An admitted insomniac, Rastegar maintains a frenetic pace, but keeps a laser focus on whatever he’s working on. (“Multitasking is a lie,” he says. “It’s bullshit. It doesn’t work.”) He gets his inspiration from “Think and Grow Rich,” a book he first read at age 15 and has re-read “probably a hundred times” since. He’s also an avid fan of self-help guru Tony Robbins. It was at a Robbins seminar in 2015 that he met Darren Manzari, who now runs “fixed operations” for Rastegar. An efficiency expert whose clients included Porsche and GM, Manzari gave up a thriving consulting business to become a partner in Rastegar’s firm.
Whereas Rastegar brings big-thinking and creativity to the venture, Manzari brings a sense of process-driven order. Under his guidance in 2016, the firm shored up its infrastructure, tapping KMPG to audit its track record and financials, hiring both a COO and a CFO, and bringing on a third-party fund administrator, Dallas-based Strait Capital Co., to oversee compliance. The firm is now raising money for a new fund, this one with a cap of $500 million, and is expanding into additional product lines—originating debt instruments and broadening equity investments into real estate assets.

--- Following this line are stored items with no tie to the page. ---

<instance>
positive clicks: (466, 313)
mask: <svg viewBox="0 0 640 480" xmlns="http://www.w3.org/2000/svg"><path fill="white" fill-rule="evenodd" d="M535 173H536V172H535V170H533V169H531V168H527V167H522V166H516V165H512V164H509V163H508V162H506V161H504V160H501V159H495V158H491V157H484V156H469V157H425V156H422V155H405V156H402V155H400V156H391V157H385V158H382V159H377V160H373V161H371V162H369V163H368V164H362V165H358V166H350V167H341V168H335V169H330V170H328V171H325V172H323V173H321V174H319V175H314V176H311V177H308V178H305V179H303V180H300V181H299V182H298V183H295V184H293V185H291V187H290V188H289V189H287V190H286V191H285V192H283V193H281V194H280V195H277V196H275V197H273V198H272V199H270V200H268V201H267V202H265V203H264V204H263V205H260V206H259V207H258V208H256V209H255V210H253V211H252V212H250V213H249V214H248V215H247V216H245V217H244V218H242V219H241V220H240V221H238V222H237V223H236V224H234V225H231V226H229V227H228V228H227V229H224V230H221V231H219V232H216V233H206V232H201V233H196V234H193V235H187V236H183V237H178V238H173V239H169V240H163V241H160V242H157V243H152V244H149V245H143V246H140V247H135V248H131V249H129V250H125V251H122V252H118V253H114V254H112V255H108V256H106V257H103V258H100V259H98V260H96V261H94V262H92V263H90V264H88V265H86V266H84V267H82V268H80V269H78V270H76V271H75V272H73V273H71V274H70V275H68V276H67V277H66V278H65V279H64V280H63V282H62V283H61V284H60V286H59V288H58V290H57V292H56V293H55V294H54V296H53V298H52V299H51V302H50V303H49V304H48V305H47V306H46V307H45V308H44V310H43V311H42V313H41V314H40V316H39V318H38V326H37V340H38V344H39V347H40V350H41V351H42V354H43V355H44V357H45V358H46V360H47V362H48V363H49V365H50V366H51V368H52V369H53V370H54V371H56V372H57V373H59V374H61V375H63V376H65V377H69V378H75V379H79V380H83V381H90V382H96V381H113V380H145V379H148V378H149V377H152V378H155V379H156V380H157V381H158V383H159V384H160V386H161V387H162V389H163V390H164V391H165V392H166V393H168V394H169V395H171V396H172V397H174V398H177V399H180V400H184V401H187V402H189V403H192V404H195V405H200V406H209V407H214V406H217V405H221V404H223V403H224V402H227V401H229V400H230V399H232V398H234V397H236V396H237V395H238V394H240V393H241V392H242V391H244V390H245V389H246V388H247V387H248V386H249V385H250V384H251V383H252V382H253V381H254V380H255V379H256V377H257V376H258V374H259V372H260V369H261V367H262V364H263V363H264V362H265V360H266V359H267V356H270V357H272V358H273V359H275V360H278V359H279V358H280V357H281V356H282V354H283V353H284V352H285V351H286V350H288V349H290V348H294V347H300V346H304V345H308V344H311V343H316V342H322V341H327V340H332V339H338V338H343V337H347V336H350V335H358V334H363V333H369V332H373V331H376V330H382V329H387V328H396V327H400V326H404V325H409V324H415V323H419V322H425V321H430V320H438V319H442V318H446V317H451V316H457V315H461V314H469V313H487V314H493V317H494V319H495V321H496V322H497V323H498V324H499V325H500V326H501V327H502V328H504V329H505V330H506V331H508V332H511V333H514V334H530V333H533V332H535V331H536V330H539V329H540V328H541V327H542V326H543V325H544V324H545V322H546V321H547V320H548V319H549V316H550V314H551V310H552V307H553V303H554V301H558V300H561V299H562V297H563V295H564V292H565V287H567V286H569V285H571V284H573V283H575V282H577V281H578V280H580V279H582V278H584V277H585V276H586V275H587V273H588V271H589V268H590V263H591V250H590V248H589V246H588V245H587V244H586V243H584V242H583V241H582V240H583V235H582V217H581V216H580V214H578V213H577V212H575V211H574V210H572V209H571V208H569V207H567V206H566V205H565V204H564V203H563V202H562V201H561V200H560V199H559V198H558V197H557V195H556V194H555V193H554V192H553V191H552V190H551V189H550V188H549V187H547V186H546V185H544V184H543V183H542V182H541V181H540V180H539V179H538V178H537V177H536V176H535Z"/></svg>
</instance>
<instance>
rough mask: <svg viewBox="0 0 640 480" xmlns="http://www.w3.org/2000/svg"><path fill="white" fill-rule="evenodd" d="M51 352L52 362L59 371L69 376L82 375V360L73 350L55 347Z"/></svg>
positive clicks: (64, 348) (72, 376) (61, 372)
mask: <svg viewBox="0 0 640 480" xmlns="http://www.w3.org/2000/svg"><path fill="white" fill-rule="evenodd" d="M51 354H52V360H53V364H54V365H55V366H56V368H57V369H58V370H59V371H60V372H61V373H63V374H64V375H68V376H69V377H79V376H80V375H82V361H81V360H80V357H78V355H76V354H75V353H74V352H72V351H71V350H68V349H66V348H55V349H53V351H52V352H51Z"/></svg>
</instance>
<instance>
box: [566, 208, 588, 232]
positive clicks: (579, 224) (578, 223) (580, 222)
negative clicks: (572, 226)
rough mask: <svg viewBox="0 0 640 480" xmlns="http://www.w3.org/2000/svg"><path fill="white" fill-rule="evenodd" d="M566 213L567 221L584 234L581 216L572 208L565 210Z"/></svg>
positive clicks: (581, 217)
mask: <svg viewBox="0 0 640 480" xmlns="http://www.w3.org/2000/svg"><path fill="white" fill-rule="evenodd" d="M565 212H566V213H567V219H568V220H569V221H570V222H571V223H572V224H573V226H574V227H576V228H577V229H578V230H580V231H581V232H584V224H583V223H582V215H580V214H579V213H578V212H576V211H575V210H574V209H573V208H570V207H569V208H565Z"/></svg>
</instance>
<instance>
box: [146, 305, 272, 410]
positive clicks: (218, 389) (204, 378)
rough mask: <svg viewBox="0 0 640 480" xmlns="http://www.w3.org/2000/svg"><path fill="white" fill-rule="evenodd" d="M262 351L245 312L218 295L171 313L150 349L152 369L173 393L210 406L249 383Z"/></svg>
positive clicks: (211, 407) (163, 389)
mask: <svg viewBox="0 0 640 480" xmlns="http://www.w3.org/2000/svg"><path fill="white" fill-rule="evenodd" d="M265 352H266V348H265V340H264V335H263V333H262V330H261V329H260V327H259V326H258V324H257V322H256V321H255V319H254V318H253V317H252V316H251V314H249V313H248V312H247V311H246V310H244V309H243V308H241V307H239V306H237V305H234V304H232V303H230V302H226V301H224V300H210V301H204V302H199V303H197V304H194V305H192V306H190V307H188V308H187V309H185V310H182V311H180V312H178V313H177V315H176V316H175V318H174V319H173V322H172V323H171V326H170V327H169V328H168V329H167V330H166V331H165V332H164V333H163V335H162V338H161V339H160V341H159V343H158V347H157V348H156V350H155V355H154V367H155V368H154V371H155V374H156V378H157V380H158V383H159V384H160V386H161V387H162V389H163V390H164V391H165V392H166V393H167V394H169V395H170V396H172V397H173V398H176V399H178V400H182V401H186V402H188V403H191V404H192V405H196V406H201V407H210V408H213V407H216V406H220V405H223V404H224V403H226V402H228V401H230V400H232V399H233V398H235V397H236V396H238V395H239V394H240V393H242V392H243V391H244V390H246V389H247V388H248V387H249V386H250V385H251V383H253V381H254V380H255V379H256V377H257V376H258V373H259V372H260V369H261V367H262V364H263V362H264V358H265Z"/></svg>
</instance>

It also plans to open offices in New York City, Miami, and Los Angeles within the next year.
Rastegar focuses on raising capital and finding and evaluating deals. He targets “recession-resilient” assets in the $3 million to $95 million range. Holdings are spread out among 20 different U.S. cities, although Dallas and Texas remain favored markets.
Because his revenue structure focuses on performance versus fees, Rastegar is picky about the acquisitions he makes. He focuses almost exclusively on assets that provide current cash flows, and describes himself as a pessimist who considers every “doom-and-gloom” possibility.
In November, the company transitioned from Rastegar Capital to Rastegar Equity Partners, to reflect its shift toward a model that serves public pension funds and registered investment advisors, along with high-net-worth individuals. The District Attorneys’ Retirement System of Louisiana has invested in two different Rastegar funds, and other pension funds have expressed interest.
Rastegar believes a big economic downturn is looming—one that will create “a generational investment opportunity,” he says. “We are trying to ramp up capital to have dry powder to capitalize on ‘correction’ deals. If done right, kings will be made and billionaires will be created, and that’s the side of history we’re going to stand on.”